São dois os pontos mais contestados da reforma. Em primeiro lugar, o incentivo à precariedade da figura do investigador que, com a nova reforma, vai iniciar o seu percurso profissional com um contrato a tempo determinado, que se pode repetir até um máximo de oito anos. Depois, ou fica como professor associado ou tem que deixar a carreira universitária. É bastante previsível a atitude da universidade que, igualmente às práticas de recrutamento das empresas, terá a tendência, ao fim do período de precariedade, a deixar em casa o investigador “velho” para recrutar jovens frescos de doutoramento para mandar “à rua” depois de alguns anos. Segundo as normas actuais, os investigadores universitários não são obrigados a ter cadeiras mas na realidade metade dos cursos são deixados para eles. Por contestação a esta reforma, a maioria dos investigadores recusou-se de iniciar os cursos do ano académico. Não se trata de uma greve mas duma indisponibilidade a fazer um trabalho que, por lei, não são obrigados a fazer. Resultado foi a paralisação dos cursos de todas as faculdades italianas.

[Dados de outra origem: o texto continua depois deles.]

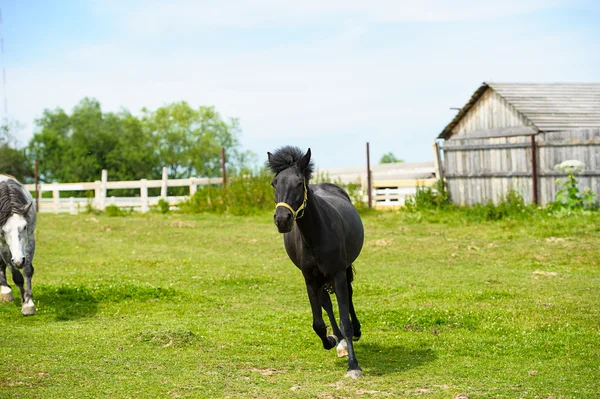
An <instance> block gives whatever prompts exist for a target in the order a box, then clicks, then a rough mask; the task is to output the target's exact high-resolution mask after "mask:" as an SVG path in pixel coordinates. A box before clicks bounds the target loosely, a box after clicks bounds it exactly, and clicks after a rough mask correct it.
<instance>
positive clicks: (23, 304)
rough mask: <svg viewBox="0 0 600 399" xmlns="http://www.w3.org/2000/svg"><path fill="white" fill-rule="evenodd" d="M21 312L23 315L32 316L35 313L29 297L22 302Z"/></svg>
mask: <svg viewBox="0 0 600 399" xmlns="http://www.w3.org/2000/svg"><path fill="white" fill-rule="evenodd" d="M21 313H23V316H32V315H34V314H35V305H34V304H33V301H32V300H31V299H30V300H28V301H27V302H25V303H24V304H23V307H22V308H21Z"/></svg>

A segunda causa de mobilização, desta vez por parte dos estudantes, tem a ver com os cortes destinados às Universidades, em primeiro lugar as bolsas, quer aquelas para sustentar os alunos que pertencem a famílias a baixa renda, quer aquelas para financiar os doutoramentos.
Além do exponencial aumento das propinas dos últimos anos, verifica-se um corte de 170 milhões de euros nas bolsas (de 246 milhões de euros, em 2009, para 76 milhões de euros, em 2011) compensado pela introdução do empréstimo universitário para estudantes dignos; em relação ao doutoramento, conseguir uma bolsa é muito improvável, poucos são os departamentos que conseguem garantir mais de três bolsas e é praticamente impossível conseguir vaga, fruto da muita procura e do método pouco transparente da selecção dos candidatos. Em geral, os efeitos dos cortes à investigação levarão cada vez mais estudantes e investigadores a fugir de Itália, que já está no topo da classificação dos países com maior “fuga de cérebros”, para procurar melhores condições noutros países. Os jovens estudantes sentirão cada vez mais precário e inseguro o próprio futuro.
Além da indisponibilidade já mencionada por parte dos investigadores, a maioria dos professores também se mobilizou para manifestar a sua oposição à reforma, através de greves e aulas dadas nas ruas e nas praças das cidades. Mas obviamente a maior voz de contestação levantou-se dos estudantes. Já em Outubro os universitários começaram a invadir as ruas com a palavra de ordem “Não à reforma Gelmini” mas o verdadeiro terramoto verificou-se ao aproximar-se da data de aprovação da reforma, no final de Novembro. Centenas de milhares de estudantes ocuparam os monumentos símbolos da arquitectura italiana: o Coliseu em Roma, a Mole Antoneliana em Turim, a Torre de Pisa, a Igreja de São Marco em Veneza, etc., pendurando neles enormes faixas de protesto. Aeroportos, estações de comboio, auto-estradas e universidade foram invadidas e bloqueadas. Houve também uma tentativa de ocupação do Parlamento reprimido pela polícia. Além deste caso, as forças armadas foram protagonistas de inúmeras cargas e agressões contra os manifestantes de várias cidades, instaurando um clima de perigosa tensão social.


Depois de ser aprovada na primeira Câmara no dia 30 de Novembro, a reforma Gelmini deve ser apresentada na segunda Câmara. A oposição conseguiu adiar esta votação para depois do dia 14 de Dezembro, data da votação de confiança ao governo Berlusconi. No caso, muito provável, da queda do governo, a reforma não entrará em vigor, por isso verifica-se uma fase de impasse da luta estudantil.


Entretanto, houve manifestações de solidariedade a esta luta também fora do território italiano. Nas principais cidades europeias no dia da aprovação da reforma foram organizadas, principalmente por estudantes de Erasmus e investigadores italianos a estudar no estrangeiro, diferentes tipos de acções: em Paris foi pendurada uma faixa contra a lei no Arco de Triunfo e em Lisboa foi organizada uma concentração em frente da embaixada italiana.


*Leandro Vichi originário de Turim (Itália) vive em Lisboa e está no segundo ano do doutoramento em Ciências da Comunicação na FCSH-UNL.